Restituto hace bicicleta estática en el almacén de su bar, el Cafetal. PEPE MARÍN

El reconfinamiento de Restituto

Cogollos Vega es uno de los municipios de Granada con las restricciones más duras. «Ha habido macrofiestas, todo el mundo lo sabe. Y a los dos días la gente empezó a enfermar»

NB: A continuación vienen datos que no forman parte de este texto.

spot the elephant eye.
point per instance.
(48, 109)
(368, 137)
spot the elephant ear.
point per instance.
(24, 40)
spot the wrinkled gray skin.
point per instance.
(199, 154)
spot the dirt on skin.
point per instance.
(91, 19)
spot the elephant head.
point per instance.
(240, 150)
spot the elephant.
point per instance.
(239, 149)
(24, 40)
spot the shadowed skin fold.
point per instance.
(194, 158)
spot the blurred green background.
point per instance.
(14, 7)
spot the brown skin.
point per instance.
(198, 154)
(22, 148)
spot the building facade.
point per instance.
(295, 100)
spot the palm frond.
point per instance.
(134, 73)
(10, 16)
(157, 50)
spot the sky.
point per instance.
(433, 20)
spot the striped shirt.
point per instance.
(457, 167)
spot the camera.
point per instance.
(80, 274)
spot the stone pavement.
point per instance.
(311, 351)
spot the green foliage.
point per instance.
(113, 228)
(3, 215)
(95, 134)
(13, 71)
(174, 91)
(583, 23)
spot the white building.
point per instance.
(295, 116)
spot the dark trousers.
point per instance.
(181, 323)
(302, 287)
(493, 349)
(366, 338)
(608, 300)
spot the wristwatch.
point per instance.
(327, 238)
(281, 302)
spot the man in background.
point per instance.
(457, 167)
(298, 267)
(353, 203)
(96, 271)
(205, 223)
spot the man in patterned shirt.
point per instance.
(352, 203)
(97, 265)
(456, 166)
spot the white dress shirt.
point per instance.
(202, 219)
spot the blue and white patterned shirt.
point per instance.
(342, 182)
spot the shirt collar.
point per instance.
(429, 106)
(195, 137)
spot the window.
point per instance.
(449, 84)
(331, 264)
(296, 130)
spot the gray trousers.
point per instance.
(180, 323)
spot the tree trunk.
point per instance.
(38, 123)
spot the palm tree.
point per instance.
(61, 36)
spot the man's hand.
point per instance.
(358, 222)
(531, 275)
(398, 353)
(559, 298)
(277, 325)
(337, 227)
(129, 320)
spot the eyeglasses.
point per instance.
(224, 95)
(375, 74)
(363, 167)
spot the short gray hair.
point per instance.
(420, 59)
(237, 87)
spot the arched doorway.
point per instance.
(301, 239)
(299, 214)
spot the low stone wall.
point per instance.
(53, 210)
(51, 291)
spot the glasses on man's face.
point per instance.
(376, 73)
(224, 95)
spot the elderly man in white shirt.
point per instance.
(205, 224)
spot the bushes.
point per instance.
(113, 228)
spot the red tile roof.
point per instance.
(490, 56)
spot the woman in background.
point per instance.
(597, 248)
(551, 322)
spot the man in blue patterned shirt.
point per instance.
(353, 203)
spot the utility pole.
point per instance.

Jueves, 21 de enero 2021, 00:41

Un señor con sombrero se apoya en su bastón, en el paseo del Peñón de la Mata, el tallo principal de Cogollos Vega. Sin mover el cuerpo ni un milímetro, gira el cuello lentamente para seguir la trayectoria de una vecina que pasea con ... su perro, al otro lado de la carretera. No se escucha nada, excepto un leve chirrido, como el del hámster que corretea en una rueda dentro de su jaula. El sonido sale del almacén del Cafetal. El bar se llama así, Cafetal, pero todos lo conocen como El Resti. De hecho, en la puerta están los dos carteles con letras bien grandes, para que no haya duda. «¡Buenos días!», saluda sonriente un hombre que pedalea sin descanso sobre una bicicleta estática, dentro del almacén. Viste camisa de franela, chaleco y pantalones de pana, por el frío. Está rodeado de palés de zumos, batidos, botellines de refrescos y unas calabazas enormes. «Yo soy Restituto, el viejo dueño del bar», se presenta.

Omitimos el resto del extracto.